Лакки тихонько поскуливает и облизывает его лицо.
Я встаю и приседаю рядом с Тимом.
— Все хорошо, — говорю я, поглаживая его руку.
Кажется, это его успокаивает. Вскрики превращаются в тихие всхлипывания. Затем в ровное дыхание. Я смотрю на его лицо, которое выглядит еще моложе во время сна, и осторожно убираю прядь волос с его глаза. Словно я действительно его мама. От этого я чувствую себя счастливой и грустной одновременно.
Потом на цыпочках возвращаюсь в свою постель. Но не могу уснуть. В конце концов я сажусь на кровати, и всякие мысли проносятся в голове. Половина из них даже не имеет смысла.
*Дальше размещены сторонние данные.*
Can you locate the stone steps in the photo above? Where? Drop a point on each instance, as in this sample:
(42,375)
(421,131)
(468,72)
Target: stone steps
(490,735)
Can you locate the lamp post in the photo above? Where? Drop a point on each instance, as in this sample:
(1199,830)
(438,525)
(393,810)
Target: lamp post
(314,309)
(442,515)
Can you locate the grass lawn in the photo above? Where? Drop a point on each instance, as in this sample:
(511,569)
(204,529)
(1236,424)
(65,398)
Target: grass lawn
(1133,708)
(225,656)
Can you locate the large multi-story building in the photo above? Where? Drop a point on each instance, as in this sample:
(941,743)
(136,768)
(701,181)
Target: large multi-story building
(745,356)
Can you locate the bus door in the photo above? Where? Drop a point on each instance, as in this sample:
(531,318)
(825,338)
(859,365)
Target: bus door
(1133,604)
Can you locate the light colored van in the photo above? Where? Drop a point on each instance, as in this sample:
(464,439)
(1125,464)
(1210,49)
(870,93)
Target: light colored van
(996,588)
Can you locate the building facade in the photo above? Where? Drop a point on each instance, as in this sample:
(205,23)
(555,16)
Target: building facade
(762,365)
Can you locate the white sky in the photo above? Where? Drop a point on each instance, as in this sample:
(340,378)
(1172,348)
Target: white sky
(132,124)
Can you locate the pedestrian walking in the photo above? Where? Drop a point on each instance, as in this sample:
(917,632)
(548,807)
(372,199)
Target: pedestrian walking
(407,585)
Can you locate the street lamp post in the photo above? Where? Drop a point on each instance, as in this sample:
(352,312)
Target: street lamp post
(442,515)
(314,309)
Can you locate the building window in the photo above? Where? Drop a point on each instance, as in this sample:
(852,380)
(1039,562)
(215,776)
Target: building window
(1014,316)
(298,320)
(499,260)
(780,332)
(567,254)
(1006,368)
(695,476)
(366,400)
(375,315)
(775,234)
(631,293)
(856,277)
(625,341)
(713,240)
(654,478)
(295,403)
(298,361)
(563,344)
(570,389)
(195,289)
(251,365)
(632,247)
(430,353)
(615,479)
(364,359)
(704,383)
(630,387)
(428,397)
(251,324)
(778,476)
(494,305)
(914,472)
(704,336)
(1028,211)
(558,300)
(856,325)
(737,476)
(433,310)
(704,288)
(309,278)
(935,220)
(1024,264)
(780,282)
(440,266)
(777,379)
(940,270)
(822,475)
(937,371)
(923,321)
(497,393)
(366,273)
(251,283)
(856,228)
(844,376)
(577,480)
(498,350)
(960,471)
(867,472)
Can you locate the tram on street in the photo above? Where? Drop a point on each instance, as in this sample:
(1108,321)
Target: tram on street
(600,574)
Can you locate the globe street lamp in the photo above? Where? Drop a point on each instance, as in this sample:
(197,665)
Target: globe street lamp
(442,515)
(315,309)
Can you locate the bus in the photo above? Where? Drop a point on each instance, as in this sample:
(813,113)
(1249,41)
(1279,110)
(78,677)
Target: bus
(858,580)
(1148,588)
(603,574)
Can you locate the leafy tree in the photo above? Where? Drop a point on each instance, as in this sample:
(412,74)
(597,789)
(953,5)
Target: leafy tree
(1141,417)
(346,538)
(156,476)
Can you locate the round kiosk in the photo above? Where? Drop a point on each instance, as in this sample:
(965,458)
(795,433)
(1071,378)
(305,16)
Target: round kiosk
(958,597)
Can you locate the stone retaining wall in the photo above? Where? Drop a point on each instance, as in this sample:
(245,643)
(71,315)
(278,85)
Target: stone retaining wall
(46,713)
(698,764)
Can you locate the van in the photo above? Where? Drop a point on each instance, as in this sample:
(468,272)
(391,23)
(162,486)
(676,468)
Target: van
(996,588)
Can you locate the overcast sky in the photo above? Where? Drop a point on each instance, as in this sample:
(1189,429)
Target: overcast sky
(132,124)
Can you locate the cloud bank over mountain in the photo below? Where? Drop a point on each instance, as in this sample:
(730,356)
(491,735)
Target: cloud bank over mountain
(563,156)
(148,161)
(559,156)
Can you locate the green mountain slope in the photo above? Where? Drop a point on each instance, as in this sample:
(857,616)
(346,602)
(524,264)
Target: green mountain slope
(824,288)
Я встаю. Хочется еще раз принять душ — когда я снова буду в такой ванной? Наверно, никогда. Но боюсь разбудить мальчишку. Я поглаживаю пальцами пушистые белые полотенца. Они слишком большие, чтобы вынести их с собой в полиэтиленовом пакете, но можно стащить несколько кусочков этого прекрасного мыла. Затем я надеваю новую одежду, а старую бросаю кучей в углу.
В ящике комода под зеркалом лежит узорчатая гостиничная бумага. Я пишу две записки крупными печатными буквами. Бросаю последний взгляд на Тима, свернувшегося в постели, теперь уже спокойного. Лакки спит, устроив голову на сгибе его руки. Первую записку я оставляю на полу рядом с ними, чтобы Тим увидел ее, когда встанет. Я ловлю себя на том, что посылаю им воздушный поцелуй. Наверно, стала слишком мягкосердечной с возрастом.
Я тихо закрываю за собой дверь нашей спальни. Затем на цыпочках иду по коридору туда, где спят американцы, и подсовываю им под дверь вторую записку.
Чувствуя себя дерьмово, я спускаюсь вниз. Там стойка администратора — такая блестящая, словно кто-то полирует ее каждый день, — и за ней молодая девушка с каштановыми волосами, стянутыми в пышный «конский хвост». Наверно, из-за того, что теперь я чистая и в новой одежде, она не стреляет в меня взглядом «тебе здесь не место», которым нас наградил парень за этой стойкой вчера, когда мы только прибыли.
Я выхожу на улицу. Здесь ветрено. Дрожа, я иду к телефонной будке, которую видела вчера по дороге в отель.
— Полицию, пожалуйста, — говорю я измененным голосом. — Я звоню, чтобы сообщить о мальчике, сбежавшем из дома. Он называет себя Тимом, но я не думаю, что это его настоящее имя. Я знаю, где он.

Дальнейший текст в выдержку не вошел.